Dance Etiquette And Other Nonsense

Do I have to do one dance or two? Can I refuse a dance? Am I supposed to say thank you, or is that the little sister of "This dance sucked balls"? It's those questions that one faces at a certain time once you've travelled a bit. While there have been many heated discussions about this topic, I'd like to offer a different perspective on these questions. One where it doesn't matter what side you chose.

It is completely normal for any social group to have a set of certain rules. They define the design of interactions and accepted behaviours. It might even be part of the groups identity. Social rules make interactions inside of the group easy and comfortable. Social dance rules arise from the fact that dancers form groups, sometimes country-wise, sometimes city-wise and often even smaller.

Taking A Look At Rules

Let's take the rule how many dances are polite. In the some countries, e.g. USA it is completely normal to dance one dance. In others, e.g. Switzerland it is completely normal to dance two. Now what I've seen happen all over the world that when two people from different countries with different rules meet on the social dancefloor, that one feels afterwards insulted. One might think it is rude of the other person to want two dances, while other one might think the partner didn't like the dance or that they themselves dance like crap and that's why the refused a second dance or said thank you and left. Is one of them right and the other one wrong?

Another example of a common rule that is heavily debated is refusing dances. Is it impolite to refuse a dance? Often the answer is simply yes. But what if your feet hurt? What if you want to dance this song with someone else, because it's your song?
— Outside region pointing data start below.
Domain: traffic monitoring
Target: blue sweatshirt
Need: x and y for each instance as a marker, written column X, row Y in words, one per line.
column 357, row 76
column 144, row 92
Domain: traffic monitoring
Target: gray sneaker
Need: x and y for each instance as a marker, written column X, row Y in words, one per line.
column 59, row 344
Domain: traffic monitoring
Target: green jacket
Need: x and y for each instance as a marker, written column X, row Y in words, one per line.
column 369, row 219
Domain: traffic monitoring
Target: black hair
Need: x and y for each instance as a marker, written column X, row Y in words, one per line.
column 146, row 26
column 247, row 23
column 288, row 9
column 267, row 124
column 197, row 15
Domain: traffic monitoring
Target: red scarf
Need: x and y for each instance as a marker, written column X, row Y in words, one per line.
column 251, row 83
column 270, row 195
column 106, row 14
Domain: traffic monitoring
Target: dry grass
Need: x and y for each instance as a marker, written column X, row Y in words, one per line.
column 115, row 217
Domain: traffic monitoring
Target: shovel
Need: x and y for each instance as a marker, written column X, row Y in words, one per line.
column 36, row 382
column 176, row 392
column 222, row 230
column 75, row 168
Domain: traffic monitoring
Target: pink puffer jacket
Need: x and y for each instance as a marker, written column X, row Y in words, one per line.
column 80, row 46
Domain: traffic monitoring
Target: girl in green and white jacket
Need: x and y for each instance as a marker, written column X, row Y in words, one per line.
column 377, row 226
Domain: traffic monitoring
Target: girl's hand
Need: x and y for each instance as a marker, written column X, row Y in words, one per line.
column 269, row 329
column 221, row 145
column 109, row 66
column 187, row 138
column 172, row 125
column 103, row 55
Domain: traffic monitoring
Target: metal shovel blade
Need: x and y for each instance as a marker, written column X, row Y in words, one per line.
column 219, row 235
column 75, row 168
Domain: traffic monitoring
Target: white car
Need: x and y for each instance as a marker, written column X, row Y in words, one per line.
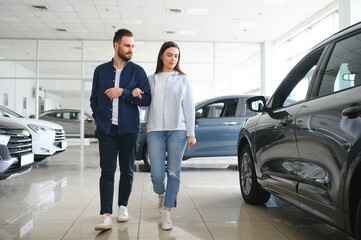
column 47, row 138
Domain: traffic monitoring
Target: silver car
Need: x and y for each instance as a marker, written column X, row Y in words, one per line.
column 70, row 120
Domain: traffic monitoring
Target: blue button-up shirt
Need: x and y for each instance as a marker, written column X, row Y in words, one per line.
column 132, row 76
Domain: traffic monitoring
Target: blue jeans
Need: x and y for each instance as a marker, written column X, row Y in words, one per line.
column 113, row 149
column 172, row 143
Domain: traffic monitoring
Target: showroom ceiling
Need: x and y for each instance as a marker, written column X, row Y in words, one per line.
column 158, row 20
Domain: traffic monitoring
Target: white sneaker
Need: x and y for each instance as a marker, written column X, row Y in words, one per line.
column 165, row 222
column 105, row 224
column 160, row 204
column 122, row 214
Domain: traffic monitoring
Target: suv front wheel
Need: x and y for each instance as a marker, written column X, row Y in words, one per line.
column 252, row 193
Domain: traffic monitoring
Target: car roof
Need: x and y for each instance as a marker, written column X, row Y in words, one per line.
column 223, row 97
column 343, row 32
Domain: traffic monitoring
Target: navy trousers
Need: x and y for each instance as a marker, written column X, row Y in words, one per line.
column 116, row 149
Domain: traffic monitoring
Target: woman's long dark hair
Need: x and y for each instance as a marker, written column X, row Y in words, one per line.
column 164, row 47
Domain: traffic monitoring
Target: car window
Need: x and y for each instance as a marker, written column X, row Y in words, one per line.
column 295, row 87
column 299, row 92
column 343, row 68
column 224, row 108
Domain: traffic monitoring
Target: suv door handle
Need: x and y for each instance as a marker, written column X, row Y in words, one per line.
column 352, row 112
column 286, row 120
column 230, row 123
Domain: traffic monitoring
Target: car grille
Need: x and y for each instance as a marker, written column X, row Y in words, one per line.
column 59, row 136
column 18, row 143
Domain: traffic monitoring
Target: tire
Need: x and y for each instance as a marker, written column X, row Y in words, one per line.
column 39, row 158
column 358, row 222
column 145, row 157
column 252, row 193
What if you need a break? What if you hate this song? What if you don't feel like dancing currently?

Sticking To The Rules

The lindy hop scene is a world wide scene with people travelling all over for workshops. People from different social groups mix all the time. Naturally everybody grows up with a different set of social dance rules. Is there a correct behaviour? There doesn't seem to be, unlike teaching methods, here things are just different. The problem we are facing hence is not that certain people are not complying to the rules and being rude, but rather comply to a different set of rules.

Based on the rules we are used to, we have the tendency to make assumptions about the reasons for someone's acting. The two above described situations usually result in either a bad feeling for oneself or in bad mouthing about others. Both results are going against a good atmosphere and good feelings.

We should remember how we make those assumptions - we make them based on our rules, rules that are supposed to help us get along better. The actual results can hardly get any further away from the original intentions.

Since we've learned in the meantime that pushing our rules onto others doesn't really work well, based on all those hurt feelings from rejections and bad mouthing, we should try to find another way to solve this. 

Breaking The Rules

Ask yourself how important those rules are to you. Ask yourself if they are important enough to feel bad about yourself or make others feel bad. 

Bending those rules or throwing them out of the window is not easy. It also requires a bigger inner calmness to notice those moments where we make assumptions that make us feel inferior or get a bad impression of others. But if you allow for bending those rules and allow for more possible reasons for a person acting in a certain way, it will be worth it, because you'll feel happier and others will too!